Mourning is part of the process.

When your plans get derailed by a chronic illness diagnosis, you have to deal with the loss of so many things, including the person who you were before your diagnosis. Just like grieving the death of someone close to you, when you’re mourning the loss of your former self, you’ll go through the five stages of grief: denial and isolation, anger, bargaining, depression and acceptance, says Prokopy.

“I think a lot of people forget that becoming sick and losing the image you had of yourself is an enormous loss,” she says. “That’s a loss of the magnitude that many people equate with the death of a loved one.”

Instead of fighting against your body, give yourself the time you need to grieve. “Acceptance is a really crazy-cool kind of thing,” says Prokopy.

You’ll probably be tempted to blame yourself.

In our culture, we’re constantly bombarded with media saying that if you just take proper care of yourself, eat right, exercise and minimize stress, you won’t have medical problems, says Bernhard. But the reality is that chronic illnesses, such as chronic pain disorders, autoimmune diseases and genetic disorders, aren’t your fault.
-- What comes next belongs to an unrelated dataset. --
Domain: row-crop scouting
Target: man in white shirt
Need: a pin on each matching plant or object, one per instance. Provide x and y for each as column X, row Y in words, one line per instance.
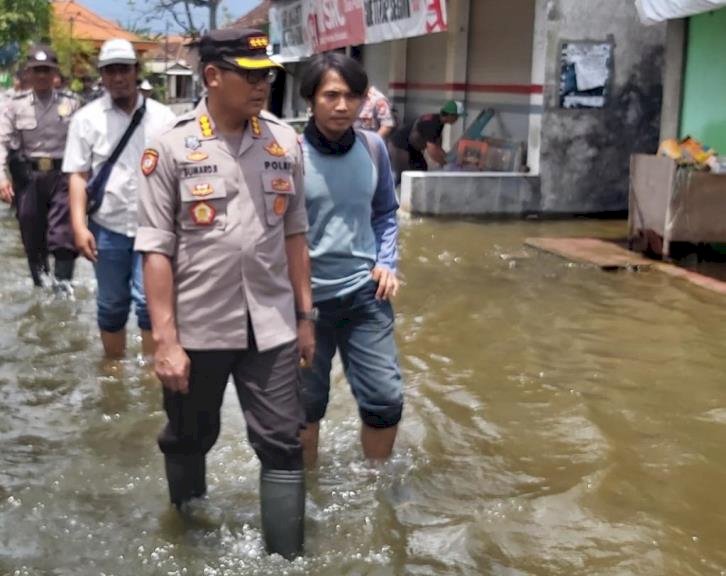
column 107, row 237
“We’re in bodies and bodies get sick. They develop pain conditions, bodies get injured, and it can happen at any age,” says Bernhard. “It’s not your fault that it’s happened to you, whatever age you are, and blaming yourself serves no constructive purpose, all it does is make a difficult situation worse.”
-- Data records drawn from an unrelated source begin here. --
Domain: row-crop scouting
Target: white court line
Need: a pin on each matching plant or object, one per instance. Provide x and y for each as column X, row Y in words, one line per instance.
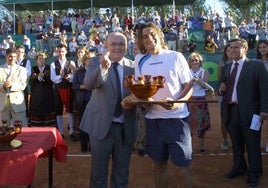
column 196, row 154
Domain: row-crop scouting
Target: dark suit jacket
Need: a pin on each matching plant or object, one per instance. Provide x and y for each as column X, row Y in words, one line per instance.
column 98, row 115
column 252, row 90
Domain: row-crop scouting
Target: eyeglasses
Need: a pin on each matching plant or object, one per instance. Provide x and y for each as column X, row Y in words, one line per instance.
column 121, row 45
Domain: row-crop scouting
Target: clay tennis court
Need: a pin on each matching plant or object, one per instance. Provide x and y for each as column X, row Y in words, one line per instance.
column 207, row 170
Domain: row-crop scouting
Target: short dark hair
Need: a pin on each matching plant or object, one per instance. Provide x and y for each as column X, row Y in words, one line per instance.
column 20, row 46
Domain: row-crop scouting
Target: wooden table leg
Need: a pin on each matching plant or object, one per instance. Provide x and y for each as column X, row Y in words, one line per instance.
column 50, row 168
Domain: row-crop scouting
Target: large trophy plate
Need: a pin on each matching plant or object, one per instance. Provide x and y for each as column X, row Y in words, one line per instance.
column 146, row 86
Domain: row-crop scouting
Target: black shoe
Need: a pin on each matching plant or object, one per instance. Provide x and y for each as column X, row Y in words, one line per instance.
column 73, row 138
column 141, row 152
column 253, row 182
column 233, row 174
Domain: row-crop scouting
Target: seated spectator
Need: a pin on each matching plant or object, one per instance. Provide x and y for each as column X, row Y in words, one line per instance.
column 72, row 47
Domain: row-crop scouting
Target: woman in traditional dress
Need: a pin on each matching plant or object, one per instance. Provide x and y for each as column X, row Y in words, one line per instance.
column 42, row 112
column 199, row 112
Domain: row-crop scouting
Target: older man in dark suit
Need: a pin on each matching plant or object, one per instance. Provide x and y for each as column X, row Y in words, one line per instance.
column 245, row 101
column 112, row 130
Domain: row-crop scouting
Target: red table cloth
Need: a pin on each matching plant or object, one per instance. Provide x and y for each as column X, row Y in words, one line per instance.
column 17, row 166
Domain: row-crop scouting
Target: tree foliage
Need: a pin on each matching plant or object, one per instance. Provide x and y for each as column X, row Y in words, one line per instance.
column 246, row 9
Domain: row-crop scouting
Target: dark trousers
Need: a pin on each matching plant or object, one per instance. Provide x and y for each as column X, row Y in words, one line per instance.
column 244, row 138
column 25, row 91
column 84, row 137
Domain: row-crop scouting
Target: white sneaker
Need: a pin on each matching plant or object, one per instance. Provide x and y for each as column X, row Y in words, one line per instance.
column 224, row 145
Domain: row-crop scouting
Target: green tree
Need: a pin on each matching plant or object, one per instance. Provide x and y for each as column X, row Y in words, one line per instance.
column 245, row 9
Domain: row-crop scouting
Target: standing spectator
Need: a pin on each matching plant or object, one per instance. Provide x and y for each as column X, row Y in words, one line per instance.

Instead, work on treating yourself with compassion. Think about someone you love very much, and how you would react to them if they told you they were diagnosed with a chronic illness. You probably wouldn’t berate them for bringing it on themselves, for starters.

“When you begin to accept, with compassion and care for yourself, that this not the life that you particularly wanted, it’s not the one you ordered up, but it’s the one you’ve got,” says Bernhard. “From that point you can say ‘OK, what are the possibilities? What can I do?’”

Life will be a balancing act.

Unsplash

Taking care of yourself will always be important, but you shouldn’t let your life be all about researching your illness, managing your medications and going to doctor’s appointments, says Prokopy. It’s important to find time for the things you love doing, or your illness will consume you.

“You still have to go dancing, you still have to date, you still have to wear cute lipstick,” she says. “If your whole life becomes about medications and doctors appointments, your life is going to feel like such a bummer. It’s really important to find balance.”

You’re going to figure it out.

If you’ve just been diagnosed with a chronic illness, you probably feel a sense of urgency to learn everything there is to know about your condition and feel normal, like, right now. But it’s important to take a pause, slow down and let yourself adjust slowly. Understand that it’s OK to give your diagnosis some space to breathe, says Prokopy.

“Just because you put a name to something doesn’t mean you have to devote every minute of your life to figuring it out,” she says. “It’s important to be reminded that you’re going to figure it out, you’re going to build your team, you’re going to teach your family and friends what you need and how they can support you, but all of that is going take some time.”